Thursday, November 16, 2006

This is our future?

People lining up a week in advance in front of stores for a friggin vidio game?

The JROTC eliminated by the SF School Board. (via Michelle Malkin)

Murtha makes his point:

In his first interview since reportedly calling a Democratic bill on lobbying and ethics "total crap," Rep. John Murtha told "Hardball" host Chris Matthews he meant it was "crap" to deal with ethics problems when there are more serious issues facing the nation such as the war in Iraq.

"It is total crap that we have to deal with an issue like this when we’ve got a war going on and we got all these other issues," Murtha said.

Scrappleface has the scoop on Murtha

Kucinich Calls for Cutting Off Iraq War Funds"That’s the only way we’re going to end this war."

Nov 15, 2006
Congressman Kucinich called Wednesday for cutting off funding of the Iraq war, as the surest way out of Iraq. His statements were made in an interview by Democracy Now!'s Amy Goodman.

"I want to say that there's one solution here, and it's not to engage in a debate with the President, who has taken us down a path of disaster in Iraq, but it's for Congress to assume the full power that it has under the Constitution to cut off funds. We don't need to keep indulging in this debate about what to do, because as long as we keep temporizing, the situation gets worse in Iraq.

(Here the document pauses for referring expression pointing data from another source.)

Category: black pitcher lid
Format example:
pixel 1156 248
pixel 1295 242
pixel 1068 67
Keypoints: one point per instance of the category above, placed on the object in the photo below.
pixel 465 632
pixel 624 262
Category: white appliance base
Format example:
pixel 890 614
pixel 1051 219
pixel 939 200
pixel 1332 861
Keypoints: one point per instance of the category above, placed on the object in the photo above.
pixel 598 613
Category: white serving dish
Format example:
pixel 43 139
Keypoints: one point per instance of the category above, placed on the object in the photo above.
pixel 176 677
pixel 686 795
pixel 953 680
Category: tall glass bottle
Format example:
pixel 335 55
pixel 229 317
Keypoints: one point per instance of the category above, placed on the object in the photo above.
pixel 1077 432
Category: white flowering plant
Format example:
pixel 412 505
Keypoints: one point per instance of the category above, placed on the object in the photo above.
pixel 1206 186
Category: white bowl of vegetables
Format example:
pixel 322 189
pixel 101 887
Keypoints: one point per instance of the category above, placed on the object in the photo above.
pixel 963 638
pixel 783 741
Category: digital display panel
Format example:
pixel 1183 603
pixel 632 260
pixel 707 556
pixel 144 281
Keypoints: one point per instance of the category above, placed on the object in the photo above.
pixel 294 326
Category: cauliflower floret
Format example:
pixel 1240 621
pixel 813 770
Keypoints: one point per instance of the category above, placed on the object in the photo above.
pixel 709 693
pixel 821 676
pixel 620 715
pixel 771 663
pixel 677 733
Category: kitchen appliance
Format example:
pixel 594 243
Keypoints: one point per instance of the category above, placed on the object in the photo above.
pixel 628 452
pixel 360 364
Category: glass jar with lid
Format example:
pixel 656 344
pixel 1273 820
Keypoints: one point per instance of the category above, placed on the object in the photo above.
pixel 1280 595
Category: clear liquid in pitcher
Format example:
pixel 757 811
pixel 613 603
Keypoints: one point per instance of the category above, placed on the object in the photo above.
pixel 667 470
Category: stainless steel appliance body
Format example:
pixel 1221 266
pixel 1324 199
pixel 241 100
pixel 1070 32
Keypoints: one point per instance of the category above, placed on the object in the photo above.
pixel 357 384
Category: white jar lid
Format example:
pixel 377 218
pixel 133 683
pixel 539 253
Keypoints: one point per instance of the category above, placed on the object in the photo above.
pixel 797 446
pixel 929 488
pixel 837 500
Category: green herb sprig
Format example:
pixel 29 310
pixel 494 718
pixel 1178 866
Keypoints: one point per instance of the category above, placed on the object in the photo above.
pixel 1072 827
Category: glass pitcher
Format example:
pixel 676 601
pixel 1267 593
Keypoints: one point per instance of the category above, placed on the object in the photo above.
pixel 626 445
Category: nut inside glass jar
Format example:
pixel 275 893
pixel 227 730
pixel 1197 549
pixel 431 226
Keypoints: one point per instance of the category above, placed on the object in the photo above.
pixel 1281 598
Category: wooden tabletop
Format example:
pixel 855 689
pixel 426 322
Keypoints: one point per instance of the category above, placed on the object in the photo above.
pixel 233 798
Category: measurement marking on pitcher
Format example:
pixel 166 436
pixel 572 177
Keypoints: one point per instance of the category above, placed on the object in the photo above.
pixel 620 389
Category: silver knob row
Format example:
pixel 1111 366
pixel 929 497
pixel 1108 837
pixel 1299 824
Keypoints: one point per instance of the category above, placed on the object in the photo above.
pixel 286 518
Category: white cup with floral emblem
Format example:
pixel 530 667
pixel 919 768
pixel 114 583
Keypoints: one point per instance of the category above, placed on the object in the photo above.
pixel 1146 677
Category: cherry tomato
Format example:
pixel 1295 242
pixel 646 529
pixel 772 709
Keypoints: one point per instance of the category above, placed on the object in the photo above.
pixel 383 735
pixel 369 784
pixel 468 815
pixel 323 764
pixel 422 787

Promises, promises Two weeks before Election Day, Senate Minority Leader Harry Reid of Nevada issued a statement promising Montana Senate candidate Jon Tester a seat on the powerful Senate Appropriations Committee if he could defeat Republican incumbent Conrad Burns. Such a win was crucial, Mr. Reid knew, if Democrats were to retake control of Congress. And while Mr. Reid didn't say exactly when Mr. Tester would be seated in the coveted chair, his pledge assured Montana's voters that the state wouldn't lose out on much-needed funding by rejecting Mr. Burns, who during his dozen years on the Appropriations Committee delivered hundreds of millions of dollars to the state. "This is big news," boasted Montana Sen. Max Baucus, a Democrat, who read Mr. Reid's promise at a press conference in Billings, Mont. "This is going to help Montana even more." Republicans who were quoted in the Billings Gazette the next day weren't buying Mr. Reid's promise. The newspaper even quoted Mr. Reid's spokesman, Jim Manley, as conceding that it would be "somewhat unusual" for a freshman senator to sit on such a lofty panel. As it was, Mr. Tester won a very close race. And yesterday, Mr. Reid announced his committee assignments for the upcoming 110th Congress. Wouldn't you know, Mr. Tester didn't make the cut. The Appropriations Committee will be chaired by Sen. Robert C. Byrd of West Virginia, who will be joined by Democrats Daniel K. Inouye of Hawaii, Patrick J. Leahy of Vermont, Tom Harkin of Iowa, Barbara A. Mikulski of Maryland, Herb Kohl of Wisconsin, Patty Murray of Washington, Byron L. Dorgan of North Dakota, Dianne Feinstein of California, Richard J. Durbin of Illinois, Tim Johnson of South Dakota, Mary L. Landrieu of Louisiana, Jack Reed of Rhode Island, Frank R. Lautenberg of New Jersey and Ben Nelson of Nebraska.